PROMETHEUS + GRAFANA MONITORING ARCHITECTURE Targets node_exporter :9100 cAdvisor :8080 scrape Prometheus TSDB Storage PromQL Engine Alert Rules :9090 alerts Alertmanager :9093 query Grafana Dashboards Panels & Graphs Alert Contacts :3000 view Browser Real-time Dashboards & Alerts

Knowing what is happening on your servers is not optional — it is essential. Whether you manage a single VPS or a fleet of production machines, real-time visibility into CPU usage, memory consumption, disk I/O, and network traffic is what separates proactive infrastructure management from firefighting. Prometheus and Grafana together form the most widely adopted open-source monitoring stack in the industry, powering observability at organizations from startups to enterprises.

This guide walks you through the complete process: installing Prometheus and node_exporter to collect system metrics, setting up Grafana for visualization, writing PromQL queries, configuring alerting with Alertmanager, and monitoring Docker containers with cAdvisor. By the end, you will have a fully functional monitoring stack running on Ubuntu.

Prerequisites

Before you begin, make sure you have:

  • A server running Ubuntu 22.04 or 24.04 (desktop or server edition)
  • Terminal access with sudo privileges
  • At least 2 GB of RAM and 20 GB of free disk space
  • Ports 9090 (Prometheus), 9100 (node_exporter), 3000 (Grafana), and 9093 (Alertmanager) available
  • Basic familiarity with the Linux command line and YAML syntax
  • Docker installed (optional, for cAdvisor section) — see our Docker installation guide

Note: All commands in this guide are for Ubuntu on the amd64 architecture. If you are running ARM64, adjust the download URLs to use the linux-arm64 binary variants.

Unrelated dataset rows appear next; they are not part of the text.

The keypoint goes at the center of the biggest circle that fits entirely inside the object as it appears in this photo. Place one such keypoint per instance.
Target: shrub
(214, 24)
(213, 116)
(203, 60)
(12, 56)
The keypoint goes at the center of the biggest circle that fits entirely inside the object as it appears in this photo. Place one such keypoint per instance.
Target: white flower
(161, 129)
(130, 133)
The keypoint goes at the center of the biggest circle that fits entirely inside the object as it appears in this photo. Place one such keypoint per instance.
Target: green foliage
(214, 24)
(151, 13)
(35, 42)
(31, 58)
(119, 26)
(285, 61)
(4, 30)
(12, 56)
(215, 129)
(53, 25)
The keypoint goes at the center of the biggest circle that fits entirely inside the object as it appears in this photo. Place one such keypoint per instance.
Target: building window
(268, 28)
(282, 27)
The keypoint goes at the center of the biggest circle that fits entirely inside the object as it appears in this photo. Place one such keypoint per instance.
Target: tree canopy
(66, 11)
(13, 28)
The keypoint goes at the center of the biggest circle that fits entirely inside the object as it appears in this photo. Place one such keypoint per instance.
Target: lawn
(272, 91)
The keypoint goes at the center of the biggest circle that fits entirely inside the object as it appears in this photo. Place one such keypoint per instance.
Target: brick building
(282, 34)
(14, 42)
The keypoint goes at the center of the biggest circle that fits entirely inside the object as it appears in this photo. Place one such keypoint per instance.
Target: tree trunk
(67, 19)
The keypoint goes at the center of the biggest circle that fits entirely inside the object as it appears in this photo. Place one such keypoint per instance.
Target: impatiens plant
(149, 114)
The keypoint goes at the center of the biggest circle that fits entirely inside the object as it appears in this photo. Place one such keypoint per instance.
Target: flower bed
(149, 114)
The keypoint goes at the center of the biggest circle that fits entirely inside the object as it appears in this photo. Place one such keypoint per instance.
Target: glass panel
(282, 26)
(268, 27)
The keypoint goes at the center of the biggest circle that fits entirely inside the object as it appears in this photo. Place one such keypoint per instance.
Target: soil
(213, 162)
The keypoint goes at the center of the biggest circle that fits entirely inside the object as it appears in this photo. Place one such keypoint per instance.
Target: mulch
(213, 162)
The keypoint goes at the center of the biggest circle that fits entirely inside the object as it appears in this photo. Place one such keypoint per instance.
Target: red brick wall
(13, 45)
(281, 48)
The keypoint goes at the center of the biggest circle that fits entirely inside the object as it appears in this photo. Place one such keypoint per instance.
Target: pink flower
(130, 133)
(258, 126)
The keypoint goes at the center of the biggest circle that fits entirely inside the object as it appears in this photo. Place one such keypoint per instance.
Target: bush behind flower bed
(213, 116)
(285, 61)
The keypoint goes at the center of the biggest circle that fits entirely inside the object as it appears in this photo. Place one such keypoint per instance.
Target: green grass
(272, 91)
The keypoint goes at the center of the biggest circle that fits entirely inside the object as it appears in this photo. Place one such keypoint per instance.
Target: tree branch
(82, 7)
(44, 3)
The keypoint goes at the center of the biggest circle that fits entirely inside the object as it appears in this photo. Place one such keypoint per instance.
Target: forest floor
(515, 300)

What Are Prometheus and Grafana?

Prometheus is an open-source systems monitoring and alerting toolkit originally built at SoundCloud in 2012. It collects metrics by scraping HTTP endpoints at regular intervals, stores them in a time-series database (TSDB), and provides a powerful query language called PromQL for analysis. Prometheus follows a pull-based model — it actively fetches metrics from your servers rather than waiting for data to be pushed.

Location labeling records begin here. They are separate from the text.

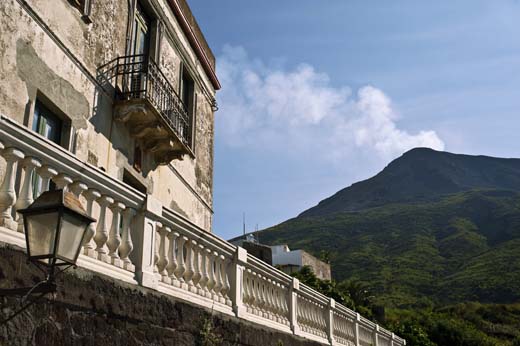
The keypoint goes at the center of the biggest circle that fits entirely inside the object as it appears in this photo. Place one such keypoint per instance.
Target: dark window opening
(141, 33)
(138, 158)
(188, 100)
(47, 123)
(84, 7)
(132, 181)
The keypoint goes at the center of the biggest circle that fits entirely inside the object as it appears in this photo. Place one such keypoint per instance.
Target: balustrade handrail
(177, 221)
(269, 271)
(312, 294)
(192, 262)
(346, 311)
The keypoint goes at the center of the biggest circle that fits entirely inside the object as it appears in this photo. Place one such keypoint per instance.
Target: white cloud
(299, 109)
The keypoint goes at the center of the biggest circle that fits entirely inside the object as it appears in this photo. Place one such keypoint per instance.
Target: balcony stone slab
(146, 124)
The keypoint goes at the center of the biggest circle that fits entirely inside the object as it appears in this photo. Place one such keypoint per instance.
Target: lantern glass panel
(41, 233)
(71, 236)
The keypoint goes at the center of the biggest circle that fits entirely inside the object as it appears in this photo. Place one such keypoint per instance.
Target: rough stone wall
(320, 268)
(48, 51)
(93, 310)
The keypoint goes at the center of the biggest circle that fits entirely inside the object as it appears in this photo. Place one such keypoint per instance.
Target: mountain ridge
(422, 174)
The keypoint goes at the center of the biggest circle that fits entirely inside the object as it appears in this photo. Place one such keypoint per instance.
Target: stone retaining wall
(91, 309)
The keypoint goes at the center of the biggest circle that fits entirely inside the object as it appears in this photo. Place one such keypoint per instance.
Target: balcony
(149, 105)
(138, 240)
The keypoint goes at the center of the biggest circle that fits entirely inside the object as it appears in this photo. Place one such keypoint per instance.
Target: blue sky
(320, 94)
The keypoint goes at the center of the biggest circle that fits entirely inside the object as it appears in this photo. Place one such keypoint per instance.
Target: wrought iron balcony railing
(138, 77)
(145, 243)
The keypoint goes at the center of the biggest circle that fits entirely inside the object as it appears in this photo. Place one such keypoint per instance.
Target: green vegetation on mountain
(436, 237)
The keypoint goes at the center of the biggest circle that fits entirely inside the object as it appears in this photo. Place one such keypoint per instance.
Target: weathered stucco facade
(51, 53)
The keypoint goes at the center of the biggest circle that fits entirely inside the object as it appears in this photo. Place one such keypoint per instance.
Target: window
(188, 99)
(46, 123)
(84, 6)
(141, 32)
(50, 126)
(138, 158)
(133, 181)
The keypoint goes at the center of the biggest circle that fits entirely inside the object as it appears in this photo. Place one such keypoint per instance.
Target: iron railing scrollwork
(137, 77)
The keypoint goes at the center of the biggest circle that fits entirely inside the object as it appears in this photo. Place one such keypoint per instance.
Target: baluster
(101, 236)
(209, 269)
(265, 296)
(127, 245)
(77, 188)
(114, 238)
(255, 297)
(222, 276)
(245, 288)
(25, 198)
(225, 281)
(156, 246)
(203, 282)
(190, 269)
(250, 295)
(278, 302)
(163, 258)
(88, 242)
(179, 271)
(7, 191)
(46, 173)
(196, 266)
(200, 269)
(268, 298)
(172, 258)
(218, 285)
(62, 181)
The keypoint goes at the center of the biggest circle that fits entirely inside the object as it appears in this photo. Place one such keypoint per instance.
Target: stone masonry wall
(47, 52)
(90, 309)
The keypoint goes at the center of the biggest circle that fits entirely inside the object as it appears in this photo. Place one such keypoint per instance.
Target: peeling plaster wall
(48, 52)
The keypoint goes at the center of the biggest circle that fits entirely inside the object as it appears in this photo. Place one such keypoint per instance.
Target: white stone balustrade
(36, 162)
(159, 249)
(7, 189)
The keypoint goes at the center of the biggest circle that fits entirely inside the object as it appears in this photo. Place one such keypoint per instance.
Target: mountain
(421, 175)
(433, 230)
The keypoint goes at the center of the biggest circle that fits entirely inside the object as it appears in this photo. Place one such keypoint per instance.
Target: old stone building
(113, 101)
(127, 86)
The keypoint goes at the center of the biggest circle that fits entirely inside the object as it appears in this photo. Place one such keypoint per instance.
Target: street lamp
(55, 224)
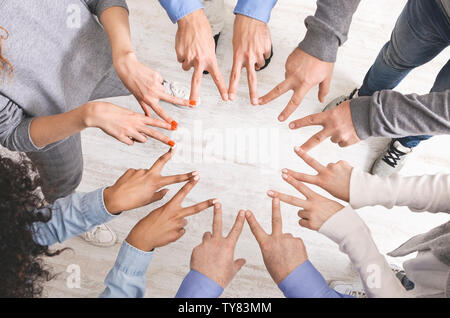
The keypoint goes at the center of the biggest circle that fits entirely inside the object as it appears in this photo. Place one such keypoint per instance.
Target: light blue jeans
(422, 31)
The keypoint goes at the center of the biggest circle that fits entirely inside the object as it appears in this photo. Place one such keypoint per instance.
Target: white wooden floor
(242, 183)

Grafana is an open-source analytics and interactive visualization platform. It connects to data sources like Prometheus, Elasticsearch, InfluxDB, and PostgreSQL to render real-time dashboards with graphs, tables, heatmaps, and alerts. Grafana does not store data itself; it queries the underlying data source on demand.

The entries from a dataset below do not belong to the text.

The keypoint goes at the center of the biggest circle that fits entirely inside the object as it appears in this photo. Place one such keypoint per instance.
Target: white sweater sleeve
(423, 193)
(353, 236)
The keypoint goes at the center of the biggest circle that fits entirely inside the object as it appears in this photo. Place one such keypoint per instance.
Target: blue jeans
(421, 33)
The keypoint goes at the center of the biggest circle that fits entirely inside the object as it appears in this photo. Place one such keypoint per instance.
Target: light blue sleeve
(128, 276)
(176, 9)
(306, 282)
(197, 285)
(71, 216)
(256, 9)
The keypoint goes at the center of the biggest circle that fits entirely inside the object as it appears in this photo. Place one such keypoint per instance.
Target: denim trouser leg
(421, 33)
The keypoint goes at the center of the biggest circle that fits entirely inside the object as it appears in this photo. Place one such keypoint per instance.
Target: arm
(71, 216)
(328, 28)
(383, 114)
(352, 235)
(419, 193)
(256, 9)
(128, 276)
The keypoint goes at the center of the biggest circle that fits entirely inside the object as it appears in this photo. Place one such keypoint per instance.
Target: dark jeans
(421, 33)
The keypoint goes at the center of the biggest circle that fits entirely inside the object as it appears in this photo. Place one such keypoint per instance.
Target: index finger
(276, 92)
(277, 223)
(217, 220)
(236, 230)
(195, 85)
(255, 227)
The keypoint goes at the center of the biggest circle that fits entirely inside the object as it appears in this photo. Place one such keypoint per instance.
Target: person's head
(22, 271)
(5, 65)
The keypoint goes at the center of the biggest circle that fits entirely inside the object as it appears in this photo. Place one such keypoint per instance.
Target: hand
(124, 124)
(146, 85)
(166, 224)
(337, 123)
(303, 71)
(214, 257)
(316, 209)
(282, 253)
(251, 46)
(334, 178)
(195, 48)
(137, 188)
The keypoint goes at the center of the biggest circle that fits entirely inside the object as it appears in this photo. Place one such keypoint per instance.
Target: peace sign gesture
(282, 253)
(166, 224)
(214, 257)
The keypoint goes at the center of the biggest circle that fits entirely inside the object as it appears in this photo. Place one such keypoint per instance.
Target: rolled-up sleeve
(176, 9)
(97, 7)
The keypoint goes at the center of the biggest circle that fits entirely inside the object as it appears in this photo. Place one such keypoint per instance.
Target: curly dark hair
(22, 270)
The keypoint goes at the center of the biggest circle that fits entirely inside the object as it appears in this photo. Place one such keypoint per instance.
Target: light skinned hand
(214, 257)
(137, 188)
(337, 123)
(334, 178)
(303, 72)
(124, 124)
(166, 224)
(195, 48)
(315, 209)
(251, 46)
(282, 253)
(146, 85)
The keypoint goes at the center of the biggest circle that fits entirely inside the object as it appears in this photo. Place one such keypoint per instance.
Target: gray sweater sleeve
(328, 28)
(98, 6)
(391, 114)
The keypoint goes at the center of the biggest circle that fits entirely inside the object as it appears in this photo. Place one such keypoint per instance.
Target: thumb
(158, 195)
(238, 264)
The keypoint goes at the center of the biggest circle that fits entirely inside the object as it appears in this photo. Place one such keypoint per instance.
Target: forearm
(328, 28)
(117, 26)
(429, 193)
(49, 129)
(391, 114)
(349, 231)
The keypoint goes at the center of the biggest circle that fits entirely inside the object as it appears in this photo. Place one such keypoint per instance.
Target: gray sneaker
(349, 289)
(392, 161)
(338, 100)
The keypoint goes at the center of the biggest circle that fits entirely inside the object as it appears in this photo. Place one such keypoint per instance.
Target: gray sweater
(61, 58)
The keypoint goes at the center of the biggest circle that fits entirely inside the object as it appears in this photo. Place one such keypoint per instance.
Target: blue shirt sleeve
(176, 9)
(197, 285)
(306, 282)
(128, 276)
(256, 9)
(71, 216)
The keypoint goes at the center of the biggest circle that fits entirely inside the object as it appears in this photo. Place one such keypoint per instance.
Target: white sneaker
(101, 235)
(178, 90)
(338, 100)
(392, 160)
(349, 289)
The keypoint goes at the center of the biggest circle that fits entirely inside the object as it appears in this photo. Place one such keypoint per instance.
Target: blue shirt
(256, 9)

Together, they form a complete monitoring pipeline:

  1. Exporters (like node_exporter) expose metrics on HTTP endpoints
  2. Prometheus scrapes and stores those metrics
  3. Grafana queries Prometheus and displays the data visually
  4. Alertmanager handles notifications when metrics cross defined thresholds

Monitoring Architecture Overview

Understanding the data flow is critical before deploying the stack:

┌─────────────────┐     scrape      ┌──────────────┐     query     ┌──────────────┐
│  node_exporter  │────────────────>│  Prometheus   │<─────────────│   Grafana    │
│  :9100          │  /metrics       │  :9090        │              │   :3000      │
└─────────────────┘                 │              │              │              │
                                    │  TSDB        │              │  Dashboards  │
┌─────────────────┐     scrape      │  PromQL      │              │  Panels      │
│  cAdvisor       │────────────────>│  Alert Rules  │              │  Alerts      │
│  :8080          │  /metrics       │              │              └──────────────┘
└─────────────────┘                 └──────┬───────┘
                                           │ fire alerts
                                    ┌──────▼───────┐
                                    │ Alertmanager  │──> Email / Slack / PagerDuty
                                    │ :9093         │
                                    └──────────────┘

Prometheus uses a pull model: it periodically sends HTTP GET requests to configured targets (exporters) to fetch the latest metrics. Each exporter exposes a /metrics endpoint that returns data in Prometheus exposition format. This architecture means targets do not need to know about Prometheus — they simply serve their metrics when asked.

Installing Prometheus

Start by creating a dedicated system user and the necessary directories:

sudo useradd --no-create-home --shell /bin/false prometheus
sudo mkdir -p /etc/prometheus /var/lib/prometheus
sudo chown prometheus:prometheus /var/lib/prometheus

Download the latest Prometheus release (check prometheus.io/download for the current version):

cd /tmp
wget https://github.com/prometheus/prometheus/releases/download/v2.53.0/prometheus-2.53.0.linux-amd64.tar.gz
tar xvf prometheus-2.53.0.linux-amd64.tar.gz
cd prometheus-2.53.0.linux-amd64

Copy the binaries and configuration files:

sudo cp prometheus promtool /usr/local/bin/
sudo cp -r consoles console_libraries /etc/prometheus/
sudo cp prometheus.yml /etc/prometheus/
sudo chown -R prometheus:prometheus /etc/prometheus

Verify the installation:

prometheus --version

You should see output displaying the version, build date, and Go version.

Configuring Prometheus

The main configuration file is /etc/prometheus/prometheus.yml. This YAML file defines global settings, scrape intervals, and target endpoints.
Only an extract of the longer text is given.